O analista ambiental e um dos fiscais do Ibama à frente da operação em Roraima, Hugo Loss, acredita que, atualmente, pela capacidade de organização e estrutura mantidas pelo garimpo, acredita-se que eles têm relação com facções. Em um dos dias da operação, com a chegada dos fiscais, os criminosos soltaram fogos como forma de sinalizar que havia operação naquela região.
“Hoje, ali na [terra] Yanomami, a gente pode dizer com certeza que existe uma relação estreita entre o garimpo e as facções criminosas ali dentro. Assim que a presença da polícia se fez lá no rio a gente observou que eles começaram a soltar fogos. Então, esse é um sinal de alerta que eles dão, típico de facção criminosa. Para poder avisar que existe ali a presença da polícia”, avalia Loss.
“Vieram baixinho, rasteiro”, diz um garimpeiro em um grupo de WhatsApp. “É bom dar uma aquietada, hein. Circula essa informação porque vai queimar trem aí”, alerta outro comparsa, em áudios interceptados pela polícia.
A forma de impedir o avanço de garimpeiros ilegais da reserva requer do governo federal a implantação de fiscalização contínua – e não mais somente ações pontuais, acredita o analista do Ibama.
“Tem que existir também uma ação permanente de fiscalização dentro da Terra Indígena. Com uma ação permanente para coibir todo o garimpo que está lá dentro e também toda a estrutura logística de fora, que dá apoio para o garimpo dentro da [terra] Yanomami”, defende Loss.
“Nós precisamos de um apoio maior dos poderes legislativo e judiciário, no sentido de aplicar penas mais severas e duras contra todos os atores que estão destruindo a floresta Amazônica em busca dessa ganância, desse lucro fácil. Extraindo o ouro das raízes da floresta amazônica”, pontua Loss.

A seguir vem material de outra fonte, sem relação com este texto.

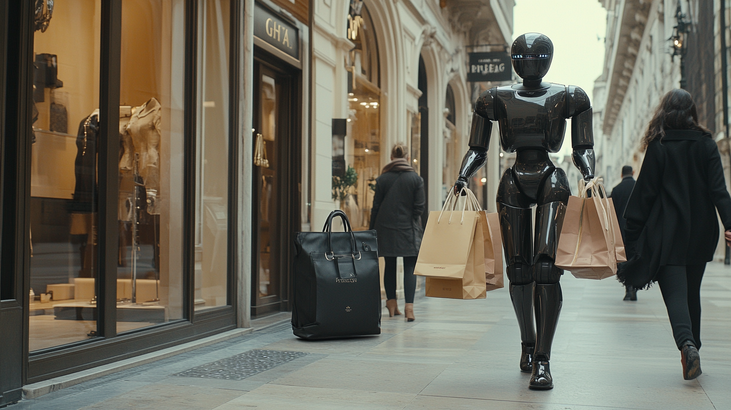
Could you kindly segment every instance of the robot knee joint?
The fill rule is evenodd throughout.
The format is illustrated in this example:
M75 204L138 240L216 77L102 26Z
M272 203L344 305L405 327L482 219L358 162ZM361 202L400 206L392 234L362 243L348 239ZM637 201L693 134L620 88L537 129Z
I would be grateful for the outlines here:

“Enquanto não existir uma fiscalização permanente, por um período de tempo longo, não haverá como tirar os garimpeiros de dentro da [terra] Yanomami”, completa o fiscal do Ibama.
A estrada foi descoberta recentemente pelos próprios Yanomami, que fizeram os primeiros relatos sobre ela no início de novembro. Eles também denunciaram que viram escavadeiras hidráulicas nos arredores da rodovia.
“Nós, Yanomami do Alto Catrimani I, informamos que chegaram três escavadeiras elétricas aqui. Por isso, eu estou comunicando no rádio. Quero divulgação imediatamente. Nós lideranças estamos avisando vocês”.
“Nós precisamos avisar a Polícia Federal urgentemente e com a FUNAI para retirar os garimpeiros de lá. Se demorar, nossas casas vão ser destruídas. As crianças estão com medo”, prossegue trecho de umatranscrição de uma mensagem de rádio enviada do interior da Terra Yanomami em 14 de novembro de 2022.
No sobrevoo realizado semana passada pelo Greenpeace Brasil foi possível confirmar a denúncia. A rodovia apareceu no monitoramento via satélite muito recentemente, a partir de agosto de 2022.
A reserva indígena já havia sido alvo de outra invasão garimpeira na década de 80, com efeitos catastróficos para aquele povo. Segundo o Ministério da Saúde, entre 1987 e 1990, cerca de 14% dos Yanomami morreram por doenças transmitidas pelos garimpeiros.
O garimpo também causou a destruição do leito dos rios, contaminações por mercúrio e óleo diesel, além de uma série de problemas sociais como violência desenfreada, desestruturação de grupos sociais, exploração sexual infanto-juvenil e trabalhos precarizados.